Yoandris Rives Rodríguez, Gerente Regional para LATAM en B2BINPAY

El año 2026 comenzó con fuertes convulsiones políticas en los mercados latinoamericanos. Las últimas noticias sobre la situación en Venezuela han incrementado aún más la volatilidad de la región, por lo que las criptomonedas se han convertido en un salvavidas en medio de este caos económico y los cambios políticos. Bitcoin se mantuvo sólido durante el fin de semana por encima de los 91.000 dólares, impulsando nuevamente la capitalización total del mercado por encima de los 3 billones de dólares, apoyado por fuertes entradas en ETFs y récords de hashrate.

Escándalos como el del Banco Master en Brasil también ponen de manifiesto la fragilidad de los bancos locales: cada titular de este tipo impulsa la demanda de stablecoins como USDT y USDC. A partir de febrero de 2026, el nuevo marco regulatorio obligará a las finanzas tradicionales a integrarse con el ecosistema cripto, y las inversiones de Tether en Parfin están creando una infraestructura fiable para liquidaciones B2B, protegiendo a las empresas de la extrema volatilidad cambiaria.
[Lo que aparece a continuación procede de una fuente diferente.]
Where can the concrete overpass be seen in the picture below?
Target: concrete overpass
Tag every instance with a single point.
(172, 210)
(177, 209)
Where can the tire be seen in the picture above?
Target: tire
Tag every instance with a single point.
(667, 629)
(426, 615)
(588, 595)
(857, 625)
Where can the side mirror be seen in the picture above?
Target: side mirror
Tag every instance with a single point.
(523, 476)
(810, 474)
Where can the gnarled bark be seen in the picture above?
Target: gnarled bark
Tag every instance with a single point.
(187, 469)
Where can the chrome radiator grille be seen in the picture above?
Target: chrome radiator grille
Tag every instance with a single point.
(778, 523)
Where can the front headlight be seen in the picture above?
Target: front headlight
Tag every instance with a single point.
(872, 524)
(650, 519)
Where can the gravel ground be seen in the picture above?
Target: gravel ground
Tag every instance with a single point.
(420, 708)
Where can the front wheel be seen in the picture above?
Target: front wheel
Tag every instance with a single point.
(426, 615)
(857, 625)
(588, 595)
La demanda genera oferta, y el uso de criptoactivos en la región se está convirtiendo en algo habitual.

Argentina confirma la misma hipótesis: cuando se restringe el acceso al dólar, los volúmenes de cripto se disparan. Permitir que el banco central ofrezca criptoactivos a través de los bancos reduce los riesgos del mercado informal, acelerando la dolarización tras la caída de Maduro. Las empresas adoptan USDT como herramienta de liquidez y BTC como cobertura frente a la inflación de largo plazo, con un objetivo de 150.000 dólares hacia finales de año en un contexto de escasez de oferta.
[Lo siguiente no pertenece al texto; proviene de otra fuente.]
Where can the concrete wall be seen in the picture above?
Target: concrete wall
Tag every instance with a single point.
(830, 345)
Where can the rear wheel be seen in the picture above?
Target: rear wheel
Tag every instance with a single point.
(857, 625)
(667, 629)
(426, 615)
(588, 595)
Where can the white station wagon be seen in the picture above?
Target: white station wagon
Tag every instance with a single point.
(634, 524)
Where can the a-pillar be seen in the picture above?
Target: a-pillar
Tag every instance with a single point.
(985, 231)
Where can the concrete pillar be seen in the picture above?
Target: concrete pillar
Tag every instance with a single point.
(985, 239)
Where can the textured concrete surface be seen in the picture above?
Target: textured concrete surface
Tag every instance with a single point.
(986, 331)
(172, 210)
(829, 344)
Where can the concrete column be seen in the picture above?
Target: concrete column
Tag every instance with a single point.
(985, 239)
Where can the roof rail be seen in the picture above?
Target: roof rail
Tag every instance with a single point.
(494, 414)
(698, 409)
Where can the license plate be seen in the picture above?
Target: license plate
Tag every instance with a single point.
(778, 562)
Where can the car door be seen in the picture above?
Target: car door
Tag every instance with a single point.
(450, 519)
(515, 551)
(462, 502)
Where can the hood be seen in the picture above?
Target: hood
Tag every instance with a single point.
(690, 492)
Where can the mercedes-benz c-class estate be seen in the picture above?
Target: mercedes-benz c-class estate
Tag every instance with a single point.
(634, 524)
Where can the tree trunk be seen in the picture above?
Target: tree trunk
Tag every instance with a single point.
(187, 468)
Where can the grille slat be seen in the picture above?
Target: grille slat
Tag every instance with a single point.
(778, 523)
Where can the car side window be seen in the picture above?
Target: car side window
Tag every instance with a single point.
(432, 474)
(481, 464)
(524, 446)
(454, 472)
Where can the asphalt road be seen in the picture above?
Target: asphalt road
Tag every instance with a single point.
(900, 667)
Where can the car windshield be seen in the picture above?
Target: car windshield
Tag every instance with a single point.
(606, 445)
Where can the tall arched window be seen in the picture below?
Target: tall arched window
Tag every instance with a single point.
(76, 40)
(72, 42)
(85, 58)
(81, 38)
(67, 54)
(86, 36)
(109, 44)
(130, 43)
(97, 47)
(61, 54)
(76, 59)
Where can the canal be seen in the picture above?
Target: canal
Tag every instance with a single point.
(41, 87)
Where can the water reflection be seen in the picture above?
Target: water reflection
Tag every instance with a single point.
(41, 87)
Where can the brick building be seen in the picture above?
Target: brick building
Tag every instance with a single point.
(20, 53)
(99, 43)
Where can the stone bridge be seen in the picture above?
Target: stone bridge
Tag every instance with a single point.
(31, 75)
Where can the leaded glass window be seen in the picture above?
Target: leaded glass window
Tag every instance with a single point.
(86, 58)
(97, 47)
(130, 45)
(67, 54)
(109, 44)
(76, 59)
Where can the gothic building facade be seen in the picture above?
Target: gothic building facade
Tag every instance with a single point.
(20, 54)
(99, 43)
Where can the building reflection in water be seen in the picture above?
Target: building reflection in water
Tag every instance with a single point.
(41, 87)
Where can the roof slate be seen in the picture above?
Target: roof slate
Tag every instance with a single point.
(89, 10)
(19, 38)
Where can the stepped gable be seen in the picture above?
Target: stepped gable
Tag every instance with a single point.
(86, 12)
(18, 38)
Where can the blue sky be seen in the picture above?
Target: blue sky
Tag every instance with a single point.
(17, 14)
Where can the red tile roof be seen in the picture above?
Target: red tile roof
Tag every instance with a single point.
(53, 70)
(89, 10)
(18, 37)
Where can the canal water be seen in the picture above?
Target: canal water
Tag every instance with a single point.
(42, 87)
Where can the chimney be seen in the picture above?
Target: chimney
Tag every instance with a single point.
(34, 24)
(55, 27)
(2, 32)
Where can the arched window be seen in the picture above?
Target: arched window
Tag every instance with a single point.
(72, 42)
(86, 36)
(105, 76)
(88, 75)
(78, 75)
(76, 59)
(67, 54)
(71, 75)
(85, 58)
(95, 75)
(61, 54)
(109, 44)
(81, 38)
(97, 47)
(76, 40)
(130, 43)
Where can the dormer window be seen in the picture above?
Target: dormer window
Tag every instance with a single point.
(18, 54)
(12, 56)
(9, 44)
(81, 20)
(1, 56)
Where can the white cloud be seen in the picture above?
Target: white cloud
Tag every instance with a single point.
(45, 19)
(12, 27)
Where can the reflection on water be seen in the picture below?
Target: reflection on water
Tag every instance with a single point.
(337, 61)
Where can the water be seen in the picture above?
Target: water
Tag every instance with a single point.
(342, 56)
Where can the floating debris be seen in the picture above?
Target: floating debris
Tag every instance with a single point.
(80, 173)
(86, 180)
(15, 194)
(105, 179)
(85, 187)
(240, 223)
La macroeconomía regional también enfrenta presión, ya que los precios de las principales materias primas están a la baja, afectando al peso colombiano. La inflación promedio se mantiene por encima del 5%, y el déficit fiscal impide al banco central recortar las tasas de interés, a pesar de un crecimiento del PIB del 3,6%. Las elevadas tasas de interés de la Reserva Federal de EE. UU. han mantenido los costos de financiamiento en niveles máximos desde octubre, pero el auge del litio, 280.000 millones de dólares en inversión extranjera directa y reformas de centro previstas antes de las elecciones alimentan la esperanza de una moneda más fuerte.
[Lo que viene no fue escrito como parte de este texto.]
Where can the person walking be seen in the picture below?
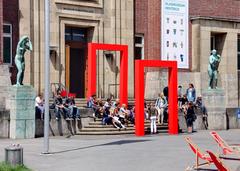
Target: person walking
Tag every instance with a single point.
(191, 93)
(161, 104)
(190, 117)
(153, 117)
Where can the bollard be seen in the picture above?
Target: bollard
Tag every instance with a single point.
(14, 155)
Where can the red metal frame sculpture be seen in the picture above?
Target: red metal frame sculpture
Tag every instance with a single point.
(92, 48)
(139, 94)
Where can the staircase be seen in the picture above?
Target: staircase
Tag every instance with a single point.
(82, 102)
(96, 128)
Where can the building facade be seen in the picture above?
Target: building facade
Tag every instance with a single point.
(212, 25)
(1, 20)
(10, 35)
(74, 23)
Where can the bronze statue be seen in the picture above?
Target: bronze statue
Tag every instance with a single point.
(213, 65)
(23, 45)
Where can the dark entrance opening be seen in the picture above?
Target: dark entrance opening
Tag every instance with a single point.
(76, 54)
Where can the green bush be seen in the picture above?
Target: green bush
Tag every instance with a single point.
(7, 167)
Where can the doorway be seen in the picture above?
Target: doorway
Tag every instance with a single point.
(76, 54)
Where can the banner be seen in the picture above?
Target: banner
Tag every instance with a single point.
(175, 32)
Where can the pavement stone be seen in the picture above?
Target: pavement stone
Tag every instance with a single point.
(119, 153)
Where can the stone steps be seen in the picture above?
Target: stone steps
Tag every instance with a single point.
(82, 102)
(117, 132)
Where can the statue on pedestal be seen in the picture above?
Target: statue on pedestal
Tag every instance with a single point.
(23, 45)
(214, 61)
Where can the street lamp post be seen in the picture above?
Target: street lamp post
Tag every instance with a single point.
(47, 86)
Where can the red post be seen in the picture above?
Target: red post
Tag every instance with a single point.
(124, 76)
(173, 106)
(139, 98)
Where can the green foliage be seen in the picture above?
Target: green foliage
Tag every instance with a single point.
(7, 167)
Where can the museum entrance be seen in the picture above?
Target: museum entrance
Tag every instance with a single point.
(76, 54)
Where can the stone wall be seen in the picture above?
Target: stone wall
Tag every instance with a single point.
(62, 127)
(155, 81)
(57, 128)
(11, 16)
(4, 124)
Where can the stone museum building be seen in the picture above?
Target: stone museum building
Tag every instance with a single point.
(212, 25)
(74, 24)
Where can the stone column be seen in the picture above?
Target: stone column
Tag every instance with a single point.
(1, 30)
(214, 101)
(5, 83)
(22, 112)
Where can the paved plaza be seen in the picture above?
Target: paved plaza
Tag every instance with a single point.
(118, 153)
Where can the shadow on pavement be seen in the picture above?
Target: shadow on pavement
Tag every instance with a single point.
(121, 142)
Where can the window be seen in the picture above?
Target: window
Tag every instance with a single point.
(213, 42)
(238, 51)
(7, 43)
(139, 47)
(76, 34)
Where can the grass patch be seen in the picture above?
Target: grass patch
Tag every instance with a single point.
(7, 167)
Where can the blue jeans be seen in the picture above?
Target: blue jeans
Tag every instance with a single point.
(62, 111)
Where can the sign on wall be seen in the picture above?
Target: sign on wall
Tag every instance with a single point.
(175, 32)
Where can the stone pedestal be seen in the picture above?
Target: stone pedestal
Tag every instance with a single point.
(214, 100)
(5, 83)
(22, 112)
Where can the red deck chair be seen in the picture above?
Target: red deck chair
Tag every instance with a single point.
(64, 93)
(199, 154)
(72, 95)
(218, 163)
(226, 148)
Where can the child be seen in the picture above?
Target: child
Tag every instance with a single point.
(153, 117)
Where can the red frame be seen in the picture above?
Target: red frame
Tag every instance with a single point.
(139, 94)
(92, 48)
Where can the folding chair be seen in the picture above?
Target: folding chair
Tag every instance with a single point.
(199, 154)
(218, 163)
(226, 148)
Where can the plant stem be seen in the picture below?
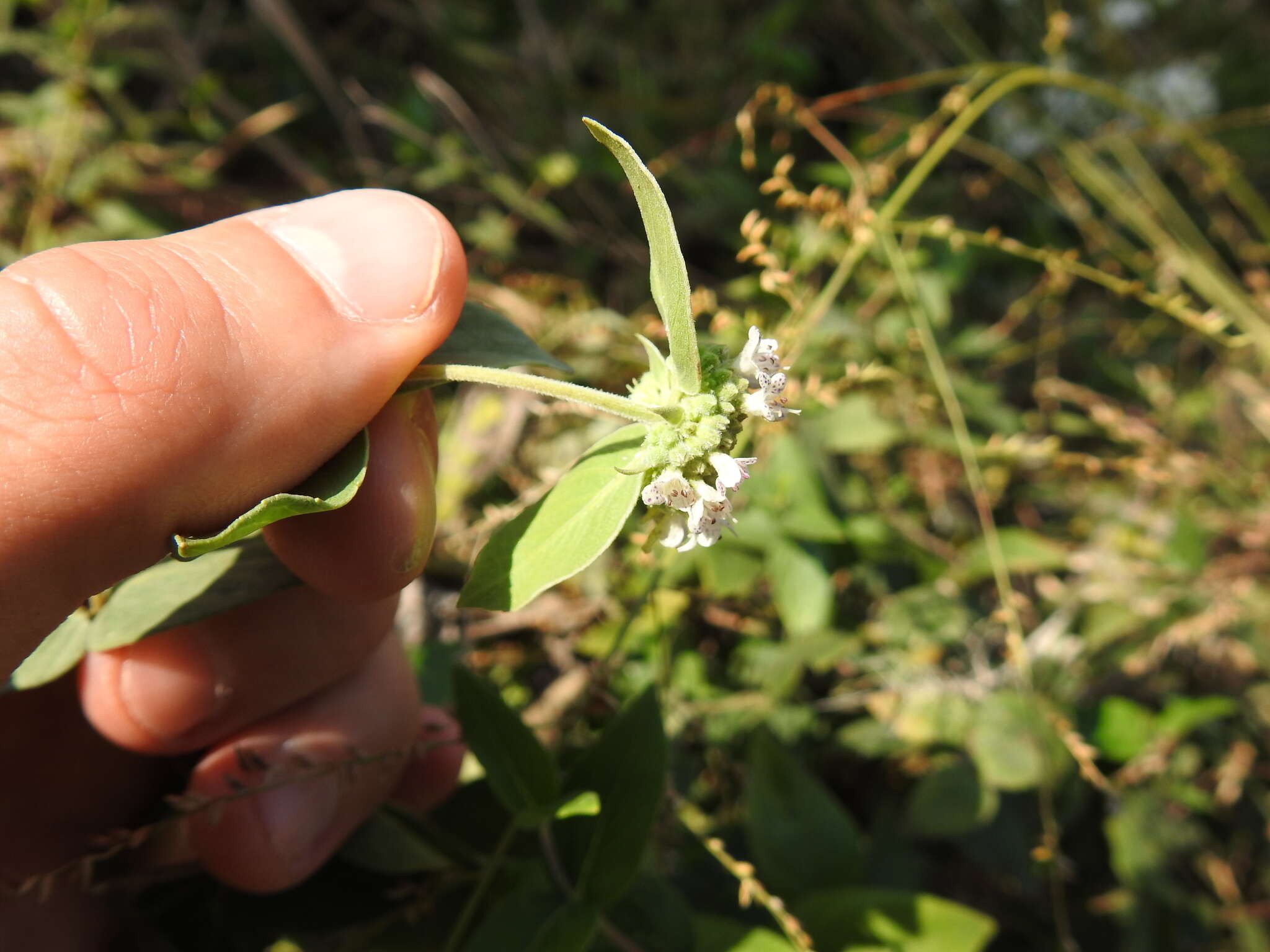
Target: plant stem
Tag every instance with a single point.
(966, 448)
(573, 392)
(551, 856)
(487, 876)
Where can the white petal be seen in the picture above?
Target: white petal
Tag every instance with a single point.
(675, 531)
(653, 495)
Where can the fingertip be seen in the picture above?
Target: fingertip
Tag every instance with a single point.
(380, 541)
(287, 791)
(432, 774)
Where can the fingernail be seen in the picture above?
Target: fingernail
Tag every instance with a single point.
(173, 683)
(376, 253)
(299, 814)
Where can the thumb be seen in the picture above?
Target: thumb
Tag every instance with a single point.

Por último, esta semana seguiremos de cerca la situación en Venezuela y su impacto en el mercado latinoamericano, además de observar posibles fluctuaciones derivadas de los datos de inflación de Estados Unidos y de las señales de la Fed: un impulso alcista es posible si surgen indicios de flexibilización, pero un dólar fuerte exige cautela.